Entre temps, elle fit sa première rentrée à l’école primaire et dut faire face à une chose terrible, qui toujours la poursuivra ; le regard des autres. A la récréation du midi, elle s’approcha timidement d’un groupe d’enfants mais ceux-ci lui firent comprendre, en des mots d’une attendrissante naïveté qui n’en étaient pas moins d’une détestable méchanceté, qu’elle n’était pas la bienvenue. « La sorcière », c’est ainsi qu’ils l’appelaient. Pendant quatre ans elle fut condamnée à rester seule car ils la fuyaient comme la peste, de peur que d’un jet de bave elle les transforme en crapaud.

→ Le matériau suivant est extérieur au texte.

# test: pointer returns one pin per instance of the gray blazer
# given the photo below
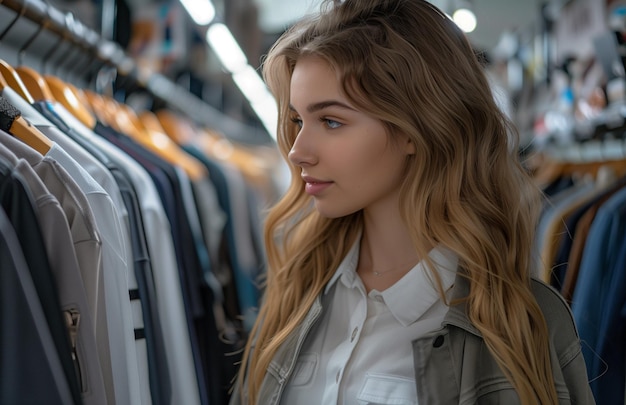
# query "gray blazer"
(452, 364)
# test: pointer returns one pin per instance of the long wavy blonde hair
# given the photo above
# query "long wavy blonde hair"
(405, 63)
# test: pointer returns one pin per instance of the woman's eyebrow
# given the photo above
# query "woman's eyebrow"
(324, 104)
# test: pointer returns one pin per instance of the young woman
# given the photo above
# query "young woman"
(399, 259)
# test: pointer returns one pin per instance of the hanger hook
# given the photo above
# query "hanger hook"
(12, 23)
(22, 51)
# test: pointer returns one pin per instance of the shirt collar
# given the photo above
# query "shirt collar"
(415, 293)
(347, 266)
(410, 298)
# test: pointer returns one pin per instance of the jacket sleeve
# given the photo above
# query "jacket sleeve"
(566, 343)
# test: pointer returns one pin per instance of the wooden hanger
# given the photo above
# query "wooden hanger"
(160, 143)
(14, 81)
(254, 163)
(35, 83)
(103, 108)
(67, 95)
(179, 129)
(20, 128)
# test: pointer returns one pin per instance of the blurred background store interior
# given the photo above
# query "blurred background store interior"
(544, 56)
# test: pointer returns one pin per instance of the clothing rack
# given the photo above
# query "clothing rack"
(36, 34)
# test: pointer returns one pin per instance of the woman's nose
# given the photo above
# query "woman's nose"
(302, 152)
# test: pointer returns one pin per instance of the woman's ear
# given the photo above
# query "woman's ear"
(410, 147)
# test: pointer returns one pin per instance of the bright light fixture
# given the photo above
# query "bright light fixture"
(261, 100)
(201, 11)
(465, 19)
(226, 48)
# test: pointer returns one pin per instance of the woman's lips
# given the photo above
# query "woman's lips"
(314, 186)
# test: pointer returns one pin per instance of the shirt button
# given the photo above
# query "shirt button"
(354, 332)
(438, 342)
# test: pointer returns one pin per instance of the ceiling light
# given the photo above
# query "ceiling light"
(201, 11)
(465, 19)
(226, 48)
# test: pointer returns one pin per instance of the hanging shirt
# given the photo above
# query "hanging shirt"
(360, 349)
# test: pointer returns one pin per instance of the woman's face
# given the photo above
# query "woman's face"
(347, 160)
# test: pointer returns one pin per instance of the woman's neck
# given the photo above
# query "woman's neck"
(386, 254)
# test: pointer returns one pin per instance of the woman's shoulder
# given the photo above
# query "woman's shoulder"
(558, 316)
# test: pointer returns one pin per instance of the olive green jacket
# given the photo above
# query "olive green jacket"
(453, 364)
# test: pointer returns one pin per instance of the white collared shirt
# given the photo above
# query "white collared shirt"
(360, 349)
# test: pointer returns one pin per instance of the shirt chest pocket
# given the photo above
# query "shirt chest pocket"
(304, 370)
(387, 390)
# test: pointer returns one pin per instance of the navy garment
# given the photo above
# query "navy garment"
(30, 367)
(565, 245)
(598, 272)
(247, 290)
(158, 372)
(16, 201)
(196, 298)
(609, 389)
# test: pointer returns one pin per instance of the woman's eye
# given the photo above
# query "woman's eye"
(297, 121)
(332, 124)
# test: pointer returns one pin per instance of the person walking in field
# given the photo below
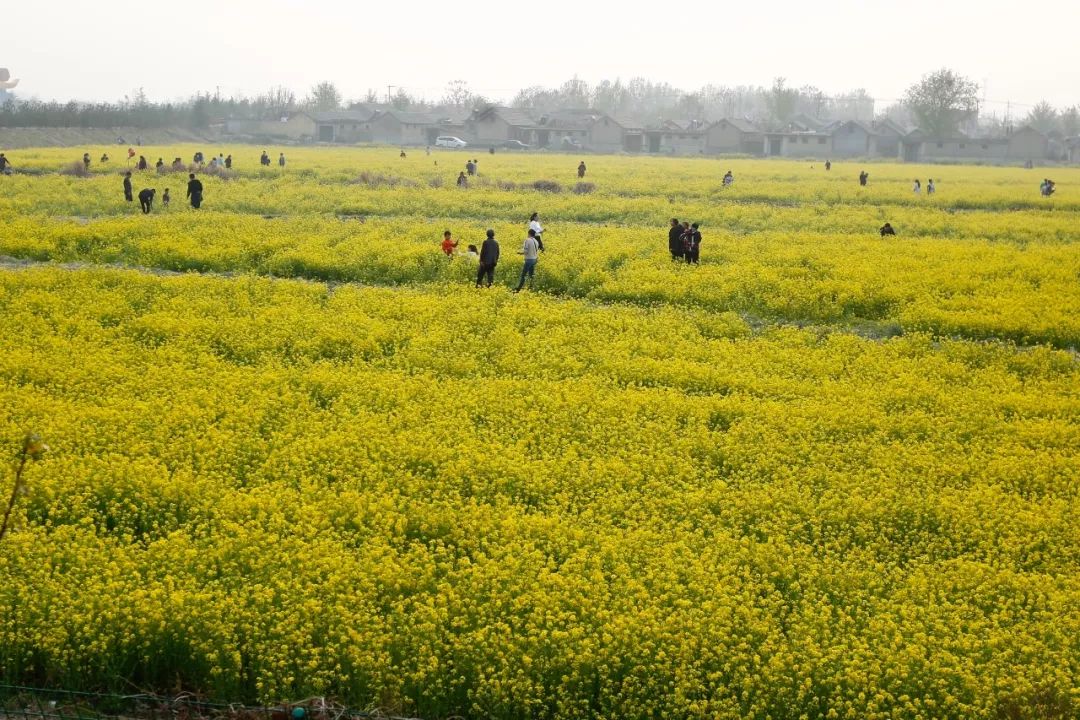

Arriva ensuite le temps du collège. Elle se pensait sortie d’affaire, enfin la lumière au bout du tunnel ! Bien-sûr, rien se ne passa selon ses attentes, ce fut même pire que tout ce qu’elle avait connu. De naïfs, les enfants étaient passés à débiles, leurs provocations s’étaient faîtes plus violentes, leurs humiliations plus cuisantes. En sixième, elle retrouvait régulièrement des cafards dans ses épinards ou des limaces dans ses cahiers. En cinquième, délaissant les insectes au profit d’animaux morts, il n’était pas rare qu’une sourie éventrée soit cachée dans sa capuche. Puis vient la quatrième, la merveilleuse année durant laquelle Raoul, grand, gras et con, s’amusait à la jeter par terre ou parfois la forçait à boire l’eau des toilettes, en oubliant toujours, sinon ce n’était pas drôle, de tirer la chasse au préalable.
Enfin, la troisième fut pour elle une période dorée dans une vie déjà trop sombre. En effet, Raoul ayant quitté le collège pour des raisons indépendantes de sa volonté, à savoir une matière grise bien trop claire pour fonctionner correctement, ses autres camarades, moins portés sur les dégradations physiques, se contentèrent de l’appeler « salope », « pétasse » ou plus radicalement, « pute ».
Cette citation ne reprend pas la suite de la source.